As the Indian Rupee (INR) weakens on Friday, it faces several challenges driven by both domestic and global factors. The local currency has depreciated to record lows amidst weak domestic equities and sustained foreign fund outflows. Additionally, the rise in crude oil prices has added further pressure on the INR.

Factors Influencing the Indian Rupee:

  • Weakness in Indian equity markets
  • Sustained foreign fund outflows

Looking ahead, the INR’s movement may be influenced by external factors, such as the anticipated policies of US President Donald Trump, which could boost the US Dollar (USD) and push US yields higher. This could potentially contribute to the downward trend of the INR. However, the Reserve Bank of India (RBI) is expected to intervene in the market by selling USD to prevent excessive volatility in the local currency.

Key Market Insights and Trends

  • Foreign investors have withdrawn over $1.5 billion from local stocks in November.
  • India’s lower trade dependency on China positions it favorably compared to other Asian peers.
  • The Federal Open Market Committee (FOMC) recently lowered the benchmark overnight borrowing rate by 25 basis points.

Analysis of Recent Fed Actions:

  • Fed Chair Jerome Powell emphasized a cautious approach to interest rate cuts.
  • The possibility of a rate reduction in December has increased, as per the CME FedWatch Tool.
  • US Initial Jobless Claims for the week ending October 25 showed a slight increase to 221K.

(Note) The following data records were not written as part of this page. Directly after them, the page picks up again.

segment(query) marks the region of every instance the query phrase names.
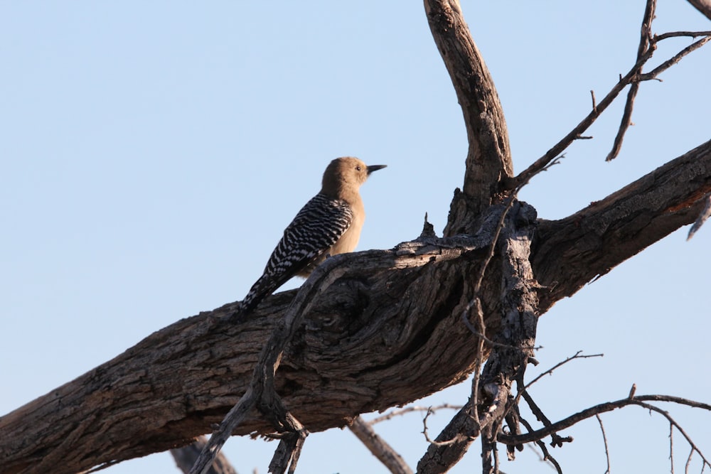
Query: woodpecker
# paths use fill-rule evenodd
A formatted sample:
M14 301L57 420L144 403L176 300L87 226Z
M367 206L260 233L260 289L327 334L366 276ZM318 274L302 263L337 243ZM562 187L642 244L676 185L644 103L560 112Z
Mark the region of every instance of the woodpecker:
M264 273L235 314L252 311L292 276L309 276L327 257L353 252L365 220L360 185L385 166L368 166L352 156L332 161L324 172L321 191L287 226Z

Technical Analysis of USD/INR

Despite the Indian Rupee trading softer, the USD/INR pair remains in a bullish trend, supported by key technical indicators. The price is currently above the 100-day Exponential Moving Average (EMA), indicating a positive outlook. However, the overbought condition of the 14-day Relative Strength Index (RSI) suggests potential consolidation before further appreciation.

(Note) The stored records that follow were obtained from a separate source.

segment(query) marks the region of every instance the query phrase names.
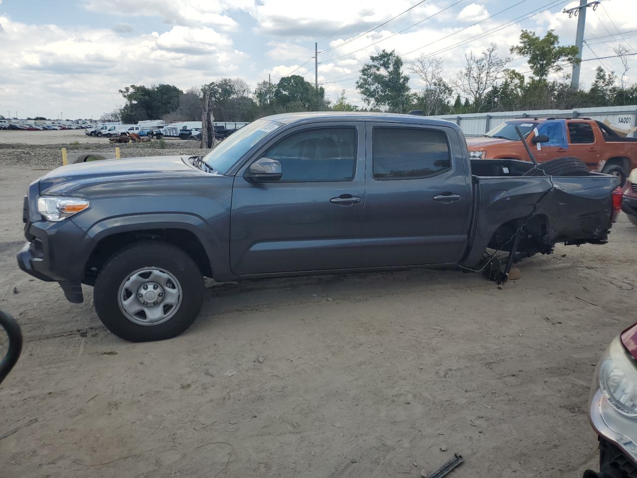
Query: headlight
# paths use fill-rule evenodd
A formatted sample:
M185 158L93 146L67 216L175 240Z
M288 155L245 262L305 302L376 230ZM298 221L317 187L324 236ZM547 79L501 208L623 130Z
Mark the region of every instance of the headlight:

Potential Price Movements:

  • A move above the upper boundary of the trend channel could lead to resistance levels at 84.30 and 84.50.
  • A breach of the lower limit of the trend channel may result in support levels at 84.05 and 83.82.

Fed FAQs

Monetary policy in the US is shaped by the Federal Reserve (Fed). The Fed has two mandates: to achieve price stability and foster full employment. Its primary tool to achieve these goals is by adjusting interest rates. When prices are rising too quickly and inflation is above the Fed’s 2% target, it raises interest rates, increasing borrowing costs throughout the economy. This results in a stronger US Dollar (USD) as it makes the US a more attractive place for international investors to park their money. When inflation falls below 2% or the Unemployment Rate is too high, the Fed may lower interest rates to encourage borrowing, which weighs on the Greenback.

The Federal Reserve (Fed) holds eight policy meetings a year, where the Federal Open Market Committee (FOMC) assesses economic conditions and makes monetary policy decisions. The FOMC is attended by twelve Fed officials – the seven members of the Board of Governors, the president of the Federal Reserve Bank of New York, and four of the remaining eleven regional Reserve Bank presidents, who serve one-year terms on a rotating basis.

In extreme situations, the Federal Reserve may resort to a policy named Quantitative Easing (QE). QE is the process by which the Fed substantially increases the flow of credit in a stuck financial system. It is a non-standard policy measure used during crises or when inflation is extremely low. It was the Fed’s weapon of choice during the Great Financial Crisis in 2008. It involves the Fed printing more Dollars and using them to buy high grade bonds from financial institutions. QE usually weakens the US Dollar.

Quantitative tightening (QT) is the reverse process of QE, whereby the Federal Reserve stops buying bonds from financial institutions and does not reinvest the principal from the bonds it holds maturing, to purchase new bonds. It is usually positive for the value of the US Dollar.